Dialog und Abgrenzung

Eine Arbeitshilfe für den Umgang mit Rechtspopulismus hat die Deutsche Bischofskonferenz veröffentlicht.

Cover der Arbeitshilfe Nr. 305 der Deutschen Bischofskonferenz "Dem Populismus widerstehen"

"Bedeutet Populismus nicht eine besondere Nähe zum Volk? Und was sollte dagegen sprechen, dass Populisten sehr genau auf das Volk achten, seine Sorgen und Nöte aufgreifen und diese in Politik und Gesellschaft zu Gehör bringen? Und müssen wir als Bischöfe, ja als Kirche insgesamt nicht selbst ganz nah am Volk sein, wenn wir mit dem Zweiten Vatikanischen Konzil bekennen: 'Freude und Hoffnung, Trauer und Angst der Menschen von heute, besonders der Armen und Bedrängten aller Art, sind auch Freude und Hoffnung, Trauer und Angst der Jünger Christi ...'", so fragen die Bischöfe Stefan Heße (Hamburg), Franz-Josef Bode (Osnabrück) und Stephan Ackermann (Trier).
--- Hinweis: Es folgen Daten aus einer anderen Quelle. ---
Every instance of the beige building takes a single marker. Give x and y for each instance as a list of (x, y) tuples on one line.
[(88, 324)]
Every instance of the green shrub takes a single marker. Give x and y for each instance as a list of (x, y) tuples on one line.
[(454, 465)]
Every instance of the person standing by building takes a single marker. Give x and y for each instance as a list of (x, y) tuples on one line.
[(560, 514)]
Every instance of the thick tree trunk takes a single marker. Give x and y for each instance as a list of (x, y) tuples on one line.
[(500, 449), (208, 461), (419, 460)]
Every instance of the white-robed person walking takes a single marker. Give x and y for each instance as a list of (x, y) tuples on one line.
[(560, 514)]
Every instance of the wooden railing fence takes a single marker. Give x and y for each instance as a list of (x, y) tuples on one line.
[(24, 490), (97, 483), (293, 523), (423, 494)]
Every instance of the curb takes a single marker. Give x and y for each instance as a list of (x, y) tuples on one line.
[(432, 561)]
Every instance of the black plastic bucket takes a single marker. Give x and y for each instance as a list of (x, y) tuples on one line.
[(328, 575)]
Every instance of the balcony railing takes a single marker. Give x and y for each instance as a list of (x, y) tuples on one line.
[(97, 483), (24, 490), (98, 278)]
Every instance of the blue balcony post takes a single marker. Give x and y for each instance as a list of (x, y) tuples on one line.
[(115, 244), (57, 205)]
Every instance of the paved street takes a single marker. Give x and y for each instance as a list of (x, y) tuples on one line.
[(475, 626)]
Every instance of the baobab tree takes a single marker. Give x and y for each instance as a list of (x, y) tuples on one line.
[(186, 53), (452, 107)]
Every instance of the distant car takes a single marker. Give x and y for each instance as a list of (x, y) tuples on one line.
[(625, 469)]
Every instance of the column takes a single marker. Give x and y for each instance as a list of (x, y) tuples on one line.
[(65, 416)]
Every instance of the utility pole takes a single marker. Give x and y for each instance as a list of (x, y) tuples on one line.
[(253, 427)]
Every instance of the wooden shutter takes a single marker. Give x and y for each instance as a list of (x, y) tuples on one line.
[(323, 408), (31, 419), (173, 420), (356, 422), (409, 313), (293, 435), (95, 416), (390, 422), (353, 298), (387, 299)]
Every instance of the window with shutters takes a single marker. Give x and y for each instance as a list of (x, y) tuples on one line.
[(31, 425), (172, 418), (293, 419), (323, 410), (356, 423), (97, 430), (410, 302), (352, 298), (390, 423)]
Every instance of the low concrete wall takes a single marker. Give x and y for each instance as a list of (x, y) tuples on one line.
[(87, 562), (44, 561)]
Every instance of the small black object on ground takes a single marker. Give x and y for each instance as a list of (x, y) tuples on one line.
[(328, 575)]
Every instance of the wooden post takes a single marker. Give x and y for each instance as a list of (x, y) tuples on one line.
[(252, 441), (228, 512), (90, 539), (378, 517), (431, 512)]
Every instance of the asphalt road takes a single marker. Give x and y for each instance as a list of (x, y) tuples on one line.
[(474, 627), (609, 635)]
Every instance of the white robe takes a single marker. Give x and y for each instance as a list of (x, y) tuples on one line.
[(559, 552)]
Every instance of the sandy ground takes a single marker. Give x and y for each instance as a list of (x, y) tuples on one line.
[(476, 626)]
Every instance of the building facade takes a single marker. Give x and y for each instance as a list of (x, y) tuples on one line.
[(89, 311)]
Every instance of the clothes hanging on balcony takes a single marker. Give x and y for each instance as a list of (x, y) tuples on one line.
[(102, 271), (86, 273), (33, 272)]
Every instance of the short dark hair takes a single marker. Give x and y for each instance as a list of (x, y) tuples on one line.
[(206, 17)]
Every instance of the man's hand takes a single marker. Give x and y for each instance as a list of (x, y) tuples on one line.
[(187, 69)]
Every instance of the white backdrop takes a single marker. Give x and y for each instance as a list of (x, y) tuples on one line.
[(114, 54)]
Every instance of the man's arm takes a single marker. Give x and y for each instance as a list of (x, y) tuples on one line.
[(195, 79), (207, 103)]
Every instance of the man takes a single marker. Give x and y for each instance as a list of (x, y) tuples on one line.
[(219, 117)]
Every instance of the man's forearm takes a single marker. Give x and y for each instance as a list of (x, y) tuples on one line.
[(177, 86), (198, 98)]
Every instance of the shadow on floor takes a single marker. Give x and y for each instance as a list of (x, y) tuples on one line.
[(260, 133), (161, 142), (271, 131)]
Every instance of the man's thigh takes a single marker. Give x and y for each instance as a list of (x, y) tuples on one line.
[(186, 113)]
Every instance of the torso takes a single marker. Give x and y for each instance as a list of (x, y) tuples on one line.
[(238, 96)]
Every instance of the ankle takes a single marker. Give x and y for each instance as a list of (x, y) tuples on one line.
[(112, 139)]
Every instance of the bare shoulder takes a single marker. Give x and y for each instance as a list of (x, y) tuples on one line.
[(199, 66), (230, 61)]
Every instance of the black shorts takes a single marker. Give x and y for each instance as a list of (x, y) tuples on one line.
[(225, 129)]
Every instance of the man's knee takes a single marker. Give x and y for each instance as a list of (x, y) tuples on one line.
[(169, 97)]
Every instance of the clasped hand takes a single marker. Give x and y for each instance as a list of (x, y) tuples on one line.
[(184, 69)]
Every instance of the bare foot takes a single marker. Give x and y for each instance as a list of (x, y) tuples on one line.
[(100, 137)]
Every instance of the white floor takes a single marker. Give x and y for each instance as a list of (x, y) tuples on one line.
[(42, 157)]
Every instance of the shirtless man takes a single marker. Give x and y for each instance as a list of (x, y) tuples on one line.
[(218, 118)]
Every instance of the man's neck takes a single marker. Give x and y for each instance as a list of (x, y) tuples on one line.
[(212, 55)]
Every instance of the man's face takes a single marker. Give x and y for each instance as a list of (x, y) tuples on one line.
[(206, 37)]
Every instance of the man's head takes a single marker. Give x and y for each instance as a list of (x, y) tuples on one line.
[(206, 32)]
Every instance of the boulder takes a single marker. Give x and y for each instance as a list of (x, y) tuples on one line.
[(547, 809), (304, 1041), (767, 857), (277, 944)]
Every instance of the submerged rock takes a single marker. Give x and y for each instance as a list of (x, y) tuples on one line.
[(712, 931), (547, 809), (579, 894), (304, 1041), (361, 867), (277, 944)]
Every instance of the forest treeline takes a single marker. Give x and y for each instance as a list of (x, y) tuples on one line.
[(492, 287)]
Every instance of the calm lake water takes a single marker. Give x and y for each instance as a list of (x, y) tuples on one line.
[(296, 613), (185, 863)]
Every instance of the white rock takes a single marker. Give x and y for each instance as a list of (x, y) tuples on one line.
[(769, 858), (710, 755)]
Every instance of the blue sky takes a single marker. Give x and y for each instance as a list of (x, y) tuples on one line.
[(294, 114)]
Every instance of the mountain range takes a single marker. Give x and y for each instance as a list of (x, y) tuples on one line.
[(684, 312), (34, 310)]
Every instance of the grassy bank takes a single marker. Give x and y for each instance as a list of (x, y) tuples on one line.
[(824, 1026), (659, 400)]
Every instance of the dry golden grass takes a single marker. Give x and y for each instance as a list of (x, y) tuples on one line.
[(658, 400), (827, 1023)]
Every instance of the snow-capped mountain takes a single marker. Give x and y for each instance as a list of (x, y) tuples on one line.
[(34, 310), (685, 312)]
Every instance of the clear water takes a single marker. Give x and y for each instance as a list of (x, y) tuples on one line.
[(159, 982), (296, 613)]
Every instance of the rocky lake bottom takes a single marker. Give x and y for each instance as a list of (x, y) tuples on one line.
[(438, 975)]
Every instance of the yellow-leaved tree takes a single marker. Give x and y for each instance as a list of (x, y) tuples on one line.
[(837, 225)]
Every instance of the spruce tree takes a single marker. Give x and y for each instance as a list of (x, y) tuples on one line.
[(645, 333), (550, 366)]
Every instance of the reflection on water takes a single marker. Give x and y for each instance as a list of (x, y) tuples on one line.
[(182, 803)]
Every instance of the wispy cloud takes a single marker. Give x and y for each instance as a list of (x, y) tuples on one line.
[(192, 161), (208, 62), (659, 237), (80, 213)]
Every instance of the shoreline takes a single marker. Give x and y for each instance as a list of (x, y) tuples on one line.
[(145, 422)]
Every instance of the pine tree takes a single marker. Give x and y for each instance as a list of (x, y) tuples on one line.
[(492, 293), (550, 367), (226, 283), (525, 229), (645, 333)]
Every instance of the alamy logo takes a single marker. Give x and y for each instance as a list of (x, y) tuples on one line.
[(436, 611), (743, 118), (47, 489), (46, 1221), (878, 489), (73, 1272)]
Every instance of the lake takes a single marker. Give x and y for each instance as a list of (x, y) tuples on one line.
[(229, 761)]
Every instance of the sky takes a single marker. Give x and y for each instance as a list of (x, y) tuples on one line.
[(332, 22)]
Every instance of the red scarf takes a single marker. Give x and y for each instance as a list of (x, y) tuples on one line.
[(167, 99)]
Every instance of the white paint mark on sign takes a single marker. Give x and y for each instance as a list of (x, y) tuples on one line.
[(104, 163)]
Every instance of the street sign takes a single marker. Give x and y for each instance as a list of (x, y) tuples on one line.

Sie haben für die Deutsche Bischofkonferenz die Arbeitshilfe "Dem Populismus widerstehen" herausgegeben, um Gemeinden, kirchliche Verbände und Gruppen darin zu unterstützen, "sich mit Phänomenen des Populismus auseinanderzusetzen, vor allem mit rechtspopulistischen Tendenzen, die derzeit in Deutschland und Europa eine besondere Herausforderung darstellen". Denn die Bischöfe, Vorsitzende der Migrationskommission, der Pastoralkommission und der Deutschen Kommission Justitia et Pax, beantworten die eingangs zitierten Fragen klar: "Der Populismus aber, der uns heute herausfordert, widerspricht fundamental dieser Nähe zu allen Menschen. Und er widerspricht oft besonders der Nähe zu den 'Armen und Bedrängten aller Art'."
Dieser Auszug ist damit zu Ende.